El radio en el que se embebían los pinceles llegaba hasta los huesos. Una muñeca se puede transformar. No solo porque le brillen las uñas y los dientes, pintados con veneno a fuerza de engaño. También porque tiene un interior, que solo Dios sabe qué guarda. El interior de las chicas tenía órganos. Y hasta los más pequeños gestos, como el de chupar un pincel para ganarse un salario y volver a chuparlo para divertirse, con entusiasmo y con ingenuidad, tienen sus efectos. Lentos y sórdidos. Mientras se reían, cientos y cientos de chicas operarias cavaban su tumba, que tenía la forma, y la pala y la tierra, de la US Radium Corp. El mal no perdona. Las muñecas incubaban anemias y tumores. Empezaron a perder los dientes y a ver, horrorizadas, cómo se les deformaban las mandíbulas. Las mismas mandíbulas abiertas en la risa ahora se inflamaban y se caían a pedazos a la más mínima presión. El radio corroía y desintegraba. La US Radium Corp. pagaba médicos que extendían certificados de buena salud y después imputaban a la sífilis esas muertes misteriosas, cuestión de evadir su responsabilidad y socavar de paso la reputación de sus trabajadoras (que eran jóvenes y vivían solas, todavía un pecado capital). También reemplazó un informe científico acerca de la extrema peligrosidad de las condiciones de trabajo por un informe falso, y no implementó en la fábrica ninguna medida de protección.
Las chicas se morían degradadas y sin estruendo, anémicas, con el paladar lleno de agujeros y las mandíbulas agigantadas, convertidas en monstruos. Muñecas de película de terror. En 1925, el informe auténtico finalmente salió a la luz. Se había examinado el polvo que flotaba en la fábrica. También el pelo, la cara y el cuello, los brazos y las manos, los uniformes y hasta la ropa interior de las operarias. Todo estaba cargado de radio, cargado de luz. Todo brillaba de muerte. El daño infligido a una muñeca puede ser terrible.
Una de las chicas, llamada Grace Fryer, empezó a buscar un abogado, pero tardó dos años hasta que lo encontró. Nadie se animaba a litigar contra US Radium Corp. Pero Grace era una muñeca brava, y otras cuatro la acompañaron en su denuncia. Las crónicas de la época detallan que, cuando finalmente declaró ante un tribunal, en 1927, todavía era hermosa, aunque había perdido toda su dentadura, apenas podía caminar y no logró, aun cuando se esforzara, levantar su brazo para prestar juramento de decir verdad. Pero la dijo. Y otras la siguieron. Y esa verdad corrió como un reguero de pólvora, fue un escándalo nacional que ocupó las portadas de los diarios y llegó a oídos de Marie Curie, quien dijo que ya nada podía hacerse para salvar a “las chicas del radio”. Para salvar, del radio, a las chicas. Esas muñecas entusiastas arrasadas por el veneno y la codicia, que cambiaron para siempre, en Estados Unidos, las leyes laborales. Hay que ver lo que puede una muñeca.

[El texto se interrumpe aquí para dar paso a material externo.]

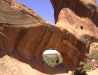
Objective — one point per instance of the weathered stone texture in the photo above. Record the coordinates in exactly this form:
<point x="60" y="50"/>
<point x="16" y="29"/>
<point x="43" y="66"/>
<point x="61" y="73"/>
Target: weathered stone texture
<point x="25" y="36"/>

En 1934, Marie Curie murió en un hospital de Passy, extenuada, a causa de una anemia provocada, según se cree, por la exposición a la radiación de los tubos de ensayo que guardaba en los bolsillos de su guardapolvo. Las muñecas muertas de la US Radium Corp. todavía irradian luz. Luz literal como la de los relojes que pintaban, afinando con sus bocas las brochas de los pinceles. Sus cadáveres están cargados de potencia radioactiva. Se estima que sus huesos brillarán al menos durante mil años. Ellas fueron primero luciérnagas industriales y ahora son cadáveres-luciérnaga. Muñecas luminosas cubiertas de polvo. Polvo que flotaba en la fábrica y polvo de la tierra que las cubre. Polvo de sol negro, inestable y bellísimo.